Given that most patients report mild symptoms that may be indistinguishable from the flu or the common cold, we can assume that the number of reported cases is less than the number of total cases. This is both good and bad news because it means that the virus may be more widespread than assumed, but it also means the morality rate is much lower too. Let’s assume that 10,000 people get infected and show symptoms, and maybe only 100 get sick enough that they go to the hospital and get tested, and of those, 2 die, giving the oft-quoted 2% fatality rate. People with only mild illness will likely not go to the hospital and get tested, thinking they only have a cold or the flu. We cannot know for sure what the fatality rate is unless one deliberately infects a sample size of homogeneous, healthy individuals and track the outcome.
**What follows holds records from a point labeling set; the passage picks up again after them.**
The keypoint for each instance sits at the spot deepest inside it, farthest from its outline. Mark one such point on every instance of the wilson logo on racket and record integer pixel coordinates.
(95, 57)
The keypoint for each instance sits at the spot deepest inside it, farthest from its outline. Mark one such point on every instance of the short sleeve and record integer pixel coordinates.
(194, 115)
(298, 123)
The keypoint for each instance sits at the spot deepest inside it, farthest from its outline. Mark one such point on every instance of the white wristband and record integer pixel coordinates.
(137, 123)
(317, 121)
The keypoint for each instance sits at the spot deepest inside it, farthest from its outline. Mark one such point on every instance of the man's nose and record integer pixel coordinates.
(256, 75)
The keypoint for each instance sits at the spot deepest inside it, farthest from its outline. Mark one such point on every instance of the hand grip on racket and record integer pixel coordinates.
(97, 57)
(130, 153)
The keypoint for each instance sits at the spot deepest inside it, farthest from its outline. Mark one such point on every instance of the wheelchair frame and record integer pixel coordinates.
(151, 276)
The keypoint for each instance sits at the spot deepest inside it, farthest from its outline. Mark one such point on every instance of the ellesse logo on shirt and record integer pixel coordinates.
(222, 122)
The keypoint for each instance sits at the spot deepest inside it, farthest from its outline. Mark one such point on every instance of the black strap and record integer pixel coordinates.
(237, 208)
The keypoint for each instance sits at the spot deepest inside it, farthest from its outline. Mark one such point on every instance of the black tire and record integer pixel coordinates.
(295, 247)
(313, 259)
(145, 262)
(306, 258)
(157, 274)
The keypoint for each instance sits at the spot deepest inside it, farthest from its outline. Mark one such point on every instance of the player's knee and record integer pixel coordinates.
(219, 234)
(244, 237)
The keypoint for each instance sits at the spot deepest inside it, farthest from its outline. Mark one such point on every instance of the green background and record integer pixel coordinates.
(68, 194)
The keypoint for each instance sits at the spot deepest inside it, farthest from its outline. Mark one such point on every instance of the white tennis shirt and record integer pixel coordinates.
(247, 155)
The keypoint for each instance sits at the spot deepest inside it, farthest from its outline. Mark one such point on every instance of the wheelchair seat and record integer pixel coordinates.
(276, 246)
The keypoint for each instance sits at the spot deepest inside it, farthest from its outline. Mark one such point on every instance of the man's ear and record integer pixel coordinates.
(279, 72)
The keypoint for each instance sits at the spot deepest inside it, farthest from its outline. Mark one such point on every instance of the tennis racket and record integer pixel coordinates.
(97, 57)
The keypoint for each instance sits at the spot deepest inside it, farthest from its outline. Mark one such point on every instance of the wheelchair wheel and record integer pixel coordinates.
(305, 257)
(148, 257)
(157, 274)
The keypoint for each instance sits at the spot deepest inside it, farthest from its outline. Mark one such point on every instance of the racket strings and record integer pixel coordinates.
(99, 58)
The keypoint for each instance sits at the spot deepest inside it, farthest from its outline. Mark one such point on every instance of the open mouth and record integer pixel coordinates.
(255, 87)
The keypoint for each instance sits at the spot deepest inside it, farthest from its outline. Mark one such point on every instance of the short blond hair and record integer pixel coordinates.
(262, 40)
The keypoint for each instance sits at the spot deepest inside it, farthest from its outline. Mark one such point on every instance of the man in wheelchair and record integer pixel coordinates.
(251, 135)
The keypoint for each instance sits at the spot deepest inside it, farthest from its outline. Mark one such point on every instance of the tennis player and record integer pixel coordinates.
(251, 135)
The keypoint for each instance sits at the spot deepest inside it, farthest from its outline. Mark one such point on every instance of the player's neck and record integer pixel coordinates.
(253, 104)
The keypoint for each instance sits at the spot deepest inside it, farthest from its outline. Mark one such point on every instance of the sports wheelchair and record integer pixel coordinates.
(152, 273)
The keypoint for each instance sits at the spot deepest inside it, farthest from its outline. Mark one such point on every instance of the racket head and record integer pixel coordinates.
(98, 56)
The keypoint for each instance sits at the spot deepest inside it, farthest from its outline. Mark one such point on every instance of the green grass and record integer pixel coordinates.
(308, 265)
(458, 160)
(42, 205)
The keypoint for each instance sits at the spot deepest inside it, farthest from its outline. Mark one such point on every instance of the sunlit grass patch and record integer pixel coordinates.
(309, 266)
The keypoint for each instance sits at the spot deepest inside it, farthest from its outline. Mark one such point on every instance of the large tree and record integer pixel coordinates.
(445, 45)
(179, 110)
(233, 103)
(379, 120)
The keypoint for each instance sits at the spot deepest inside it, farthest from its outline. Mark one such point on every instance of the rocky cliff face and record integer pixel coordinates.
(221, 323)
This also explains the huge variance of purported morality estimates for COVID-19, from as low as half a percent to as high as 10%. Influenza has a high morality rate too when the the sample size is restricted to people admitted to intensive care.

Several CEOs in the tech industry are not waiting for local government leadership to implement self-distancing and are taking their own pre-emptive measures. Twitter CEO, Jack Dorsey, has ordered his 5,000 employees to work from home, while announcing that the company is suspending all non-critical business travel and events. Stripe CEO, Patrick Collison, has similarly encouraged, and in some cases mandated, remote work for his company’s employees. Just last month, the venture capital firm Andreessen Horowitz was criticised in the US press for discouraging handshakes inside its office, yet three weeks later the US military urged its own personnel to do the same.

Oh Jack our dear leader. How benevolent of him. Maybe he can un-ban some of those accounts while he is at it.